Disclaimer: I do not own Clannad or any Key-related works.

This is my first story, and was a quickly written one shot about Kyou. Reviews are greatly appreciated.

The day you chose her, a part of me died. I had been hiding my feelings for so long that when it happened, I was not prepared for the sudden onslaught of emotions. I had always loved you, you see. Ever since we first met, our junior years, I was head over heels in love with you. But I stowed my feelings away, sacrificing my chances of having you for someone I love just as much: my sister, Ryou. It wasn't always easy, my sacrifice. There were times I wanted to tell you, times I wanted to spend alone with you. And when you began to fall for Nagisa, I almost gave in. Ryou was making little progress, and when we were alone in the shed, I was ready to confess…but the moment passed. I stepped up my efforts with Ryou, but it was too late, for you and Nagisa were meant to be. The feelings I felt, the day it became clear, are ever fresh in my mind. For despite the passage of time, my love for you has remained. I know it is not to be, but I can't suppress my feelings for you. When the love of your life passed, I suffered with you.

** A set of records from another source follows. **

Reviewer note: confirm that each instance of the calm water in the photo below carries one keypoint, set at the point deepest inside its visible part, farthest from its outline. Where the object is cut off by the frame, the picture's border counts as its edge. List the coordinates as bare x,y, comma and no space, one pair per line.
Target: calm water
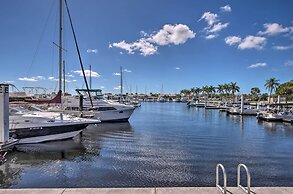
164,144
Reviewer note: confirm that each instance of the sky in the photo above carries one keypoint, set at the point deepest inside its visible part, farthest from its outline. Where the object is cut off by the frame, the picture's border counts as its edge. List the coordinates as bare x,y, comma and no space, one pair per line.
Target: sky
162,45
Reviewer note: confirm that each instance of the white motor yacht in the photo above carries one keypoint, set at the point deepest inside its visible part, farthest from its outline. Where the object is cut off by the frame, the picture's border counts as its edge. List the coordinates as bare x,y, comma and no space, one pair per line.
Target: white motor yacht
105,110
37,127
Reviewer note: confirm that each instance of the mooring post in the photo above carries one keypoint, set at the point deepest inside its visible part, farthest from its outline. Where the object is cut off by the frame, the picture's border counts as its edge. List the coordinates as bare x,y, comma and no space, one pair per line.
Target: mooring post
242,104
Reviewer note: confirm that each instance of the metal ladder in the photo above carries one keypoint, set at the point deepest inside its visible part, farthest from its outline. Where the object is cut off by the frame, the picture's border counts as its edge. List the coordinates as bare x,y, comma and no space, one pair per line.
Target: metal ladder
246,190
224,188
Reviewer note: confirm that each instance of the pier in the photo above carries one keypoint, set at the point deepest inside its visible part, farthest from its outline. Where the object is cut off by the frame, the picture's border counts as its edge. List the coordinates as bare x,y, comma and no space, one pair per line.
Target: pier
154,190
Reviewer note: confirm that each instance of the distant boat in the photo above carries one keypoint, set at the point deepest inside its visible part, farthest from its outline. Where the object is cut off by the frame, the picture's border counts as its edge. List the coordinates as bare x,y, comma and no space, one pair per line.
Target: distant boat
37,127
196,104
105,110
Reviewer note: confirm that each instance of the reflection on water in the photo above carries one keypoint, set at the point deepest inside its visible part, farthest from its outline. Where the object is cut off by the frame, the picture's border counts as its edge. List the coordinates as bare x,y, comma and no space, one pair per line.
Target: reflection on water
164,144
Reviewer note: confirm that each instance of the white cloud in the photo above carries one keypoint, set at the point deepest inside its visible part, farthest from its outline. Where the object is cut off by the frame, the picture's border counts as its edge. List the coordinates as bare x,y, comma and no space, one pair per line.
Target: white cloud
226,8
251,42
27,79
283,47
117,88
273,29
289,63
218,27
172,34
169,34
8,82
209,17
143,33
211,36
230,40
123,45
257,65
92,51
32,79
87,73
214,25
144,47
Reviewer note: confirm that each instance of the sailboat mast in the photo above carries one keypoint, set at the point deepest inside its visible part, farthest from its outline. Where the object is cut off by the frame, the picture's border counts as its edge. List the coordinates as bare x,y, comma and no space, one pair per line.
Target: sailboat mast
121,81
60,45
90,76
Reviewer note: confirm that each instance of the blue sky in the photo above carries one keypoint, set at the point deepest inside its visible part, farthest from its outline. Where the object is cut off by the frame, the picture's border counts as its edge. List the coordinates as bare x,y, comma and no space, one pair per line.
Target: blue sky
177,44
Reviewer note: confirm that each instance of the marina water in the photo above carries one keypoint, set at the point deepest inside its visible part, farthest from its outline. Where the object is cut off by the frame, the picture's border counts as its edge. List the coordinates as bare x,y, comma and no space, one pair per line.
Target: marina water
164,144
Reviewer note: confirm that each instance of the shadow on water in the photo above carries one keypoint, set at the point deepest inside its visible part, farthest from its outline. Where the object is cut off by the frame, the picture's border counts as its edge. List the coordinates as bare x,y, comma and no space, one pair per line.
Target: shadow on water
54,157
166,144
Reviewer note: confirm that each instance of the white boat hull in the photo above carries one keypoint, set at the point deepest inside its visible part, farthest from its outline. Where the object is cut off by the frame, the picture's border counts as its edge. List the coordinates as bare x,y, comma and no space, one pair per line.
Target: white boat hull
114,115
39,139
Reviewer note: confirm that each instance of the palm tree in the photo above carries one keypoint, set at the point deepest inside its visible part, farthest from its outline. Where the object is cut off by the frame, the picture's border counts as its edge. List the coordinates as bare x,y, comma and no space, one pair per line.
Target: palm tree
255,92
271,84
212,90
234,88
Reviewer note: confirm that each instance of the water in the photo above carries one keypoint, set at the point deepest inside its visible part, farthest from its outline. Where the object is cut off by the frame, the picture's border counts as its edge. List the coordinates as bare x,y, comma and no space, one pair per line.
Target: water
164,144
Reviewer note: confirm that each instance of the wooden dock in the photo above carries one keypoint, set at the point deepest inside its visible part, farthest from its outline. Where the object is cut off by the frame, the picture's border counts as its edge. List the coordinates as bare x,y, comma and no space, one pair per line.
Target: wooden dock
162,190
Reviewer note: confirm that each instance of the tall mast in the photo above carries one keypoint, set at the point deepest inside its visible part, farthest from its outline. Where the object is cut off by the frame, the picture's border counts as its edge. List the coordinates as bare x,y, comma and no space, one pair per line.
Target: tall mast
60,45
121,81
90,76
64,77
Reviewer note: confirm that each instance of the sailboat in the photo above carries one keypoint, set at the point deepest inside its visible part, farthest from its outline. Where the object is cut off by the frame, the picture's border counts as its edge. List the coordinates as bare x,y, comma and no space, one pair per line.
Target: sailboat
36,127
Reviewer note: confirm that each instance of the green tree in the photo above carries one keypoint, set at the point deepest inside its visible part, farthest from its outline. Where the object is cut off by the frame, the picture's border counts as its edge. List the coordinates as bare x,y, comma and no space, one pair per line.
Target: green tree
285,89
255,92
271,85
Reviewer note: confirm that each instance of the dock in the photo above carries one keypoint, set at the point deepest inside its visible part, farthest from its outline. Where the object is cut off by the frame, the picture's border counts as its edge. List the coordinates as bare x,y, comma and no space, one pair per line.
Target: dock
161,190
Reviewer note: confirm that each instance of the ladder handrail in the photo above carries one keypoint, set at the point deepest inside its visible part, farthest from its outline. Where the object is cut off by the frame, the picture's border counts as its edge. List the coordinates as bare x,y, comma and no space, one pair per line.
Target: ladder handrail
247,178
224,188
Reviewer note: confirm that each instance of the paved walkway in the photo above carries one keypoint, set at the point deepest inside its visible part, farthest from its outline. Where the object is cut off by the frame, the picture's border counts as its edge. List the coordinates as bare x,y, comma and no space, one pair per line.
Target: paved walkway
173,190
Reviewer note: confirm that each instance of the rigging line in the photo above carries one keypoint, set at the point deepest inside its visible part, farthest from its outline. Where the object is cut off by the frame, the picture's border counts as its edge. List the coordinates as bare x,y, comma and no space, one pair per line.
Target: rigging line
78,52
39,42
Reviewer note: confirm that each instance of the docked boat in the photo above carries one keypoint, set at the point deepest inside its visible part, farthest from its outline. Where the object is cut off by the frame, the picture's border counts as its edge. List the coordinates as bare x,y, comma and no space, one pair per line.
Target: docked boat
37,127
269,116
196,104
103,109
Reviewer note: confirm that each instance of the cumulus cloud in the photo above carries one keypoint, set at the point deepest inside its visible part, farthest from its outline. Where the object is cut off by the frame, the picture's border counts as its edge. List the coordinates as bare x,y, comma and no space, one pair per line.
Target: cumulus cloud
226,8
117,88
214,25
209,17
249,42
32,79
289,63
218,27
257,65
88,73
172,34
230,40
211,36
272,29
283,47
92,51
148,45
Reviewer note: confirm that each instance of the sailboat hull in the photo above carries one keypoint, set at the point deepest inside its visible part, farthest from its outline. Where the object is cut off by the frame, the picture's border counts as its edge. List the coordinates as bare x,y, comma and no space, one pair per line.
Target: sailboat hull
46,133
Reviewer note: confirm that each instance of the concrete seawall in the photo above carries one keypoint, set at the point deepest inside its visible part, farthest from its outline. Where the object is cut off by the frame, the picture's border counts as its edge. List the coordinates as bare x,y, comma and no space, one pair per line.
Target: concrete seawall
167,190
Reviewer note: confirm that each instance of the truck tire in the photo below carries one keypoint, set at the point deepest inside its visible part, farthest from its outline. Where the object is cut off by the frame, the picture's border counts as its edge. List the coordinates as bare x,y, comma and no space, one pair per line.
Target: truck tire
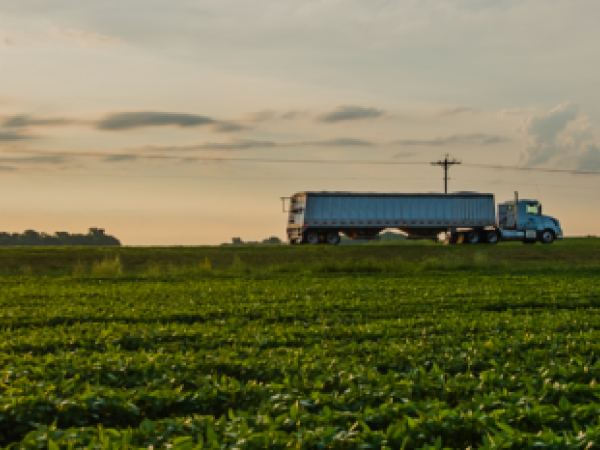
333,238
472,237
491,236
312,238
547,237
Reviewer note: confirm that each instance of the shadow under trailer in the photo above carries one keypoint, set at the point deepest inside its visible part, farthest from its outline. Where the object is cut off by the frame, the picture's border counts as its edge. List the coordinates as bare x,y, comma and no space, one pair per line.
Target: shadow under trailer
464,217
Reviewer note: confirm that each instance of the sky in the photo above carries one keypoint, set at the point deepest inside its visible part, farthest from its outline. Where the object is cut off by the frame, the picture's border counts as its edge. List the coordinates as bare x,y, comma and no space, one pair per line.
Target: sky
143,117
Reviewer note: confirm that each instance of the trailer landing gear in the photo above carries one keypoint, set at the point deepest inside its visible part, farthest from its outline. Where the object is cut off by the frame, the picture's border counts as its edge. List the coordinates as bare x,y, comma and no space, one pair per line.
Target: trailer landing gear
333,238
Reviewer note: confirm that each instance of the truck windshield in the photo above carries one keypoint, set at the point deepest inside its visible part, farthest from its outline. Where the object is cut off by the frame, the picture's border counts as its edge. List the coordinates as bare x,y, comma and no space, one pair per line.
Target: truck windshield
534,209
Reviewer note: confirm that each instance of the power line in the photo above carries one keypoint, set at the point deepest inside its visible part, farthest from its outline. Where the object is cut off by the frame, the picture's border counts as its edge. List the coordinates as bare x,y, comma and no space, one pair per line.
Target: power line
446,163
108,157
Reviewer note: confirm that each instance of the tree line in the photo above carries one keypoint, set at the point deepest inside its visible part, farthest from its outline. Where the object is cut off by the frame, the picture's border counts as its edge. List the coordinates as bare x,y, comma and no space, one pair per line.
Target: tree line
95,236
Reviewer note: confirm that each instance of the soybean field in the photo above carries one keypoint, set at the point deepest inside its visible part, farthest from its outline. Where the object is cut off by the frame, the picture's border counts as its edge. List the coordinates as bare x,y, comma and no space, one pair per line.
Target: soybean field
400,346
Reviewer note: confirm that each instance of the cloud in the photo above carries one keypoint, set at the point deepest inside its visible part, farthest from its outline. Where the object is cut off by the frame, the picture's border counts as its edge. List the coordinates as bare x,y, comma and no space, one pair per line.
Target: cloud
344,113
120,158
544,135
24,121
270,115
132,120
404,155
249,144
457,139
144,119
457,110
589,159
339,142
227,127
81,38
561,137
514,112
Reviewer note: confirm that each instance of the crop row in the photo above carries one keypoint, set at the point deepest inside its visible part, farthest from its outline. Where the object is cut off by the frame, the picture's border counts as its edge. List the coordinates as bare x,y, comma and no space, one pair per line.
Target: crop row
342,362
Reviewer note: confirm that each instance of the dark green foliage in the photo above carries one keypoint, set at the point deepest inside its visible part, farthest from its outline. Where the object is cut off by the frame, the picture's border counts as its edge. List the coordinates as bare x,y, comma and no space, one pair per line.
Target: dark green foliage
357,357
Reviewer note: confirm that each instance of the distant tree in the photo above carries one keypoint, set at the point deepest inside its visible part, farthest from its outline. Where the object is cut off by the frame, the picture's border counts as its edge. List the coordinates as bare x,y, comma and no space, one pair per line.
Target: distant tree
95,236
273,240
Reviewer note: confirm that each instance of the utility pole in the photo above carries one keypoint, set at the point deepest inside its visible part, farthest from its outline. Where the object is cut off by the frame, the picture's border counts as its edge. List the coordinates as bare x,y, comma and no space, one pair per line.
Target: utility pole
446,163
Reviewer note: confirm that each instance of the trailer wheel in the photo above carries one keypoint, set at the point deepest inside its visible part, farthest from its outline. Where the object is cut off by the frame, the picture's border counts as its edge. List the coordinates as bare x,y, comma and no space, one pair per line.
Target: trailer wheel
472,237
312,237
547,237
333,238
491,236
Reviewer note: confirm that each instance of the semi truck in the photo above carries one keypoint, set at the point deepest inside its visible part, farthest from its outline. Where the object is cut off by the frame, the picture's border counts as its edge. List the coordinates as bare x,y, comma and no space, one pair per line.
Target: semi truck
463,217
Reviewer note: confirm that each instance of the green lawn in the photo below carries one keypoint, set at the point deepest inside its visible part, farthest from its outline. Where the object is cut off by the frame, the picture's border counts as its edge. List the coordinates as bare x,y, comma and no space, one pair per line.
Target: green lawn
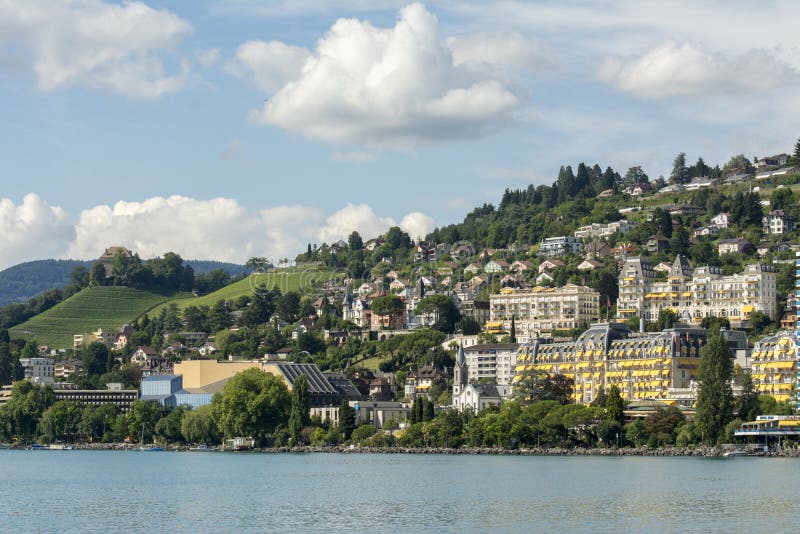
94,307
300,280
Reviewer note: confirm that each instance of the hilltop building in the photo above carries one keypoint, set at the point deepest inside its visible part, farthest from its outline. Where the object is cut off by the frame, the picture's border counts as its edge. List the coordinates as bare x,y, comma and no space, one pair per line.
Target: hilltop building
543,309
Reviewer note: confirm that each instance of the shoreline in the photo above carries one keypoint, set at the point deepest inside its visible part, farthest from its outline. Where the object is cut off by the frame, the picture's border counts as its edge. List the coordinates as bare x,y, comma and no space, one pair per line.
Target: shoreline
702,452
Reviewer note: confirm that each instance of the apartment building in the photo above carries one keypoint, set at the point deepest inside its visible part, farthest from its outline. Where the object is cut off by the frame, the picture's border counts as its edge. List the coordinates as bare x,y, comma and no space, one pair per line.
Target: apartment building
543,309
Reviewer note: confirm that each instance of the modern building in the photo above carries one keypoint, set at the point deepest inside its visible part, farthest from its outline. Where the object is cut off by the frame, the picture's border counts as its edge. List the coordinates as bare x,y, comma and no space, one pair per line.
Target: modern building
658,366
560,246
100,335
778,222
693,295
210,376
493,362
39,370
542,309
121,398
597,230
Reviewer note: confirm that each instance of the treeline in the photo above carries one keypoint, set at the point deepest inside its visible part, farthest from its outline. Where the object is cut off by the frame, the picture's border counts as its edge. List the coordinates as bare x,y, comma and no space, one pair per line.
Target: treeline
169,273
356,260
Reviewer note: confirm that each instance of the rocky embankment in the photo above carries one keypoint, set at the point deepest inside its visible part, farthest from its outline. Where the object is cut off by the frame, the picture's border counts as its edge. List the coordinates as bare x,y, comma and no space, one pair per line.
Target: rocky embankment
707,452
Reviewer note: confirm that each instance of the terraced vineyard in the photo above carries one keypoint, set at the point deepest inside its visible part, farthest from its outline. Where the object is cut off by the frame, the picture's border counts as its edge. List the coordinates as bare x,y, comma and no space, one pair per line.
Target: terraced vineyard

I couldn't bear to see the wreck that you became. But once again, I hid my feelings. I failed to step in, and the guilt of that hangs with me each day. But five years later, you finally became yourself again, thanks to your daughter. I was her teacher, and the day you brought her, my heart leapt. She is like Nagisa in so many ways, it is no wonder you are happy again. How I wish I could be her teacher for life, and be with the two of you forever. But I know that I can't replace Nagisa, for she is a part of your heart now. Still, I find myself keeping hope that, someday, I can be with you. For until I die, Tomoya-Kun, you will hold a place in my heart, a secret place, where we will always be together.